De acordo com o estudo original publicado na JAMA Neurology (2023), os 15 fatores associados ao risco de demência precoce (YOD) são:
- Baixo nível socioeconômico
- Isolamento social
- Depressão
- AVC (acidente vascular cerebral)
- Diabetes
- Doença cardíaca
- Deficiência de vitamina D
- Níveis elevados de proteína C reativa (inflamação)
- Gene ApoE4 (duas cópias)
- Consumo abusivo de álcool
- Baixo nível de escolaridade
- Fragilidade física (força da mão reduzida)
- Pouca atividade física (sedentarismo)
- Pouca interação social (rede de apoio fraca)
- Estresse crônico / problemas de saúde mental não tratados
O que esse Estudo sobre Demência Precoce Muda — e como Isso Afeta Você
É importante ressaltar que o estudo não estabelece causalidade direta, mas sim relações estatisticamente significativasentre variáveis. Ainda assim, o conjunto dos dados amplia a compreensão sobre a demência precoce e oferece bases sólidas para políticas de prevenção, diagnóstico e intervenção.
Para a população em geral, o impacto é profundo. Ao reconhecer que muitos dos fatores estão sob nosso controle direto ou indireto, cria-se uma nova perspectiva de enfrentamento: mais ativa, preventiva e responsável. A ideia da demência ser um destino inevitável não se mostra mais verdade. Pois as evidências apotam que nossas escolhas de hoje influenciam a saúde cerebral de amanhã.

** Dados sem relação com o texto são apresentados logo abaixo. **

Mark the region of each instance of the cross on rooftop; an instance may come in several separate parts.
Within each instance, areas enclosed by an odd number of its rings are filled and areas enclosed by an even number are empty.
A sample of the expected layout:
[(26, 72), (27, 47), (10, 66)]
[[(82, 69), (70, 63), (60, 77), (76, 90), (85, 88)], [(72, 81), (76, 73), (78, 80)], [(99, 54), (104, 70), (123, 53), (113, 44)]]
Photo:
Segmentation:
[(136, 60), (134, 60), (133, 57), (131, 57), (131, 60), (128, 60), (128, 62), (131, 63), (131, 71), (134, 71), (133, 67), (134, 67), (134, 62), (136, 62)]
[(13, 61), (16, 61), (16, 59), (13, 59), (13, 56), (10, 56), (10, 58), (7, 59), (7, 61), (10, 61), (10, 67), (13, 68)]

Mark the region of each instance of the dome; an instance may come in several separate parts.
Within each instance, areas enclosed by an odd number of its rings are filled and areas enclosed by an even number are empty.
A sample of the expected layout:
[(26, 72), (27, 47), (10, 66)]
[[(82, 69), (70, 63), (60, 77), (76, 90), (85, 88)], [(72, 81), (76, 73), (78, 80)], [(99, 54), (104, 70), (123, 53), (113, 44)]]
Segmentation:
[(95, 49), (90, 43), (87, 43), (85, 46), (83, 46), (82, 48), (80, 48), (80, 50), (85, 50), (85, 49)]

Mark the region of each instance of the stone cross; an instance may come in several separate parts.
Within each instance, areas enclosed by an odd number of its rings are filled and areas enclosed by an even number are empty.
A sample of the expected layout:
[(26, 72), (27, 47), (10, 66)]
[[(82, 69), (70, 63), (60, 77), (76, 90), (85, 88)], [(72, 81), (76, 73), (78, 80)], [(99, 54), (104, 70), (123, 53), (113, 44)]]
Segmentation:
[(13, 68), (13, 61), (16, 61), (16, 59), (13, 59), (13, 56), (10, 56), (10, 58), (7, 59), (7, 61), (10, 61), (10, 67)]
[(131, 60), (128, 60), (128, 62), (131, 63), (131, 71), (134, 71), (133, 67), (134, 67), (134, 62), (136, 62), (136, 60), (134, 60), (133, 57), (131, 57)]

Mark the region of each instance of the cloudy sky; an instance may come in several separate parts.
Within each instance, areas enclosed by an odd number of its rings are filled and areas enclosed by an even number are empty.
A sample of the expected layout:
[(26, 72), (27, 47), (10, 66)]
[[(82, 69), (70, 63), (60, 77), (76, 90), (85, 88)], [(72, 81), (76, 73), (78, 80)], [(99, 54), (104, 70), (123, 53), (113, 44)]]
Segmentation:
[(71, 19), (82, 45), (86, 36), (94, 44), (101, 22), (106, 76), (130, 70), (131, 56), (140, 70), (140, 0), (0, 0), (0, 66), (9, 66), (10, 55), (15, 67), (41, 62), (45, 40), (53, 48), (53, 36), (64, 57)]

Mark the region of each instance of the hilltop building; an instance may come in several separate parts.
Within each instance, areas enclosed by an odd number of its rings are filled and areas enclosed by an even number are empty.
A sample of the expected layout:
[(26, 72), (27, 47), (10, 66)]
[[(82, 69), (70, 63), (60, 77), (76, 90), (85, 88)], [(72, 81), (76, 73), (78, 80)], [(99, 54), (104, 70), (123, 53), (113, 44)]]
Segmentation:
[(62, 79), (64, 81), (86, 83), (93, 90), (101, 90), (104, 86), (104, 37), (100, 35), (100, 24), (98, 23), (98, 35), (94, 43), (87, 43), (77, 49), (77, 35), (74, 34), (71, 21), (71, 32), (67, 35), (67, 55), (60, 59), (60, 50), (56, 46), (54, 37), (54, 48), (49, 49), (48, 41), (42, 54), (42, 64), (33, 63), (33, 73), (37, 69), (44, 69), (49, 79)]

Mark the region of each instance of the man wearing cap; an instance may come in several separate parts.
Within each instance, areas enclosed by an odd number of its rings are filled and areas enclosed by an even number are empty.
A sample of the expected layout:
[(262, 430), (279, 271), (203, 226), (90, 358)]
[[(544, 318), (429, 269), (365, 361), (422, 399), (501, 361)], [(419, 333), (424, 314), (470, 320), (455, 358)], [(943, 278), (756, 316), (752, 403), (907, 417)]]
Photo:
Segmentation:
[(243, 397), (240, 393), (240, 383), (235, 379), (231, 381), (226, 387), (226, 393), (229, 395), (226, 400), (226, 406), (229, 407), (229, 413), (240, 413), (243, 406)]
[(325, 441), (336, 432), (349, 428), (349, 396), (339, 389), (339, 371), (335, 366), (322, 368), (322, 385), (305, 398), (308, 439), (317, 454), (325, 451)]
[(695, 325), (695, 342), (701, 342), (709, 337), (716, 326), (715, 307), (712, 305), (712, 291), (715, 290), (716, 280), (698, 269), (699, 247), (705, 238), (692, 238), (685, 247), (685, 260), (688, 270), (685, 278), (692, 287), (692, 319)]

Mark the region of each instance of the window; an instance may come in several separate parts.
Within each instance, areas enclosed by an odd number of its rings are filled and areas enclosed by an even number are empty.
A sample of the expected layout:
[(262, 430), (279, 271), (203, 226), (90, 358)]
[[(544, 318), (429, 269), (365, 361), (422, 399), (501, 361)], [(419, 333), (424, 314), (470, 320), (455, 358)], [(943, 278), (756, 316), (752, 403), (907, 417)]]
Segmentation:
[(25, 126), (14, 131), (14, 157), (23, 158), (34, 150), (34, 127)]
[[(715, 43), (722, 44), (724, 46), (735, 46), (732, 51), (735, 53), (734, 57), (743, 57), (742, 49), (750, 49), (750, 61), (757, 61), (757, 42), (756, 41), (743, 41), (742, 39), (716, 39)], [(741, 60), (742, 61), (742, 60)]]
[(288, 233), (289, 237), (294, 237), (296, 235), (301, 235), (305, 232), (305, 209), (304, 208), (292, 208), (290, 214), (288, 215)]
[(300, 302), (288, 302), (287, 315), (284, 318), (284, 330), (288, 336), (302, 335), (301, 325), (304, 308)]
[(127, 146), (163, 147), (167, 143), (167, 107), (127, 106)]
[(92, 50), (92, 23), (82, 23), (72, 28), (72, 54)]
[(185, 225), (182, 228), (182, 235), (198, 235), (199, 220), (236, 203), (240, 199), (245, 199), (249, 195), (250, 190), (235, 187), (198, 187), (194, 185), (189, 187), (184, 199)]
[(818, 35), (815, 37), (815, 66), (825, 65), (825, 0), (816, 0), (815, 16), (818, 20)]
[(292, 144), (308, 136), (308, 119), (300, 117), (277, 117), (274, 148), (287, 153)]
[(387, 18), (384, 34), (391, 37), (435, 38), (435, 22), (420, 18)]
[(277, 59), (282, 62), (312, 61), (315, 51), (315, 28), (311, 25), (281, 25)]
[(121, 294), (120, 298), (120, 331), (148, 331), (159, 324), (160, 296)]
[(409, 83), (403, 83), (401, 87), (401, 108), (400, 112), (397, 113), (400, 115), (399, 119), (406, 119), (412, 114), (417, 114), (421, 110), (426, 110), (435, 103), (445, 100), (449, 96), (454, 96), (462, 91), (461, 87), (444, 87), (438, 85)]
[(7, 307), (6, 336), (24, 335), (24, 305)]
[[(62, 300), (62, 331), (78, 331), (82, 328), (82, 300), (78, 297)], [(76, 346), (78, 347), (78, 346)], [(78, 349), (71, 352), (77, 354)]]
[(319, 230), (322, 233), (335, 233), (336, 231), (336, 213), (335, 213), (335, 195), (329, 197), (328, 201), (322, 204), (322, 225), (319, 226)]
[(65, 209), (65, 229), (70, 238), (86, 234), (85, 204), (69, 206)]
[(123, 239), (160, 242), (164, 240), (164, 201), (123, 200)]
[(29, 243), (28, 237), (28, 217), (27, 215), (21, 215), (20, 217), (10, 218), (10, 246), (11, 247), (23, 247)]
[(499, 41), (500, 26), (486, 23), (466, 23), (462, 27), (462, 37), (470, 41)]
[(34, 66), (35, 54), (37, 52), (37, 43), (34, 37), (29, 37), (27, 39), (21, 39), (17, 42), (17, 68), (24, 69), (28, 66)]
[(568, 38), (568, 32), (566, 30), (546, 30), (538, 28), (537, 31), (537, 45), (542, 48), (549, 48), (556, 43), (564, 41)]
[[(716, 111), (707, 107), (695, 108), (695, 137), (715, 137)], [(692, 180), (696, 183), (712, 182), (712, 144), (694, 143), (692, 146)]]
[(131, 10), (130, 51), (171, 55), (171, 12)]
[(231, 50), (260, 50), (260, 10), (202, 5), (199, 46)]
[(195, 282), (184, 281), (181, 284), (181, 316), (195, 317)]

Como destacou a neurocientista Stevie Hendriks, da Universidade de Maastricht: “A demência precoce tem um impacto devastador, porque atinge pessoas em plena vida produtiva, com família, responsabilidades e planos futuros.”Isso torna a detecção precoce e a educação em saúde mental ainda mais urgentes — não apenas no campo médico, mas também no debate público e nas ações de saúde coletiva.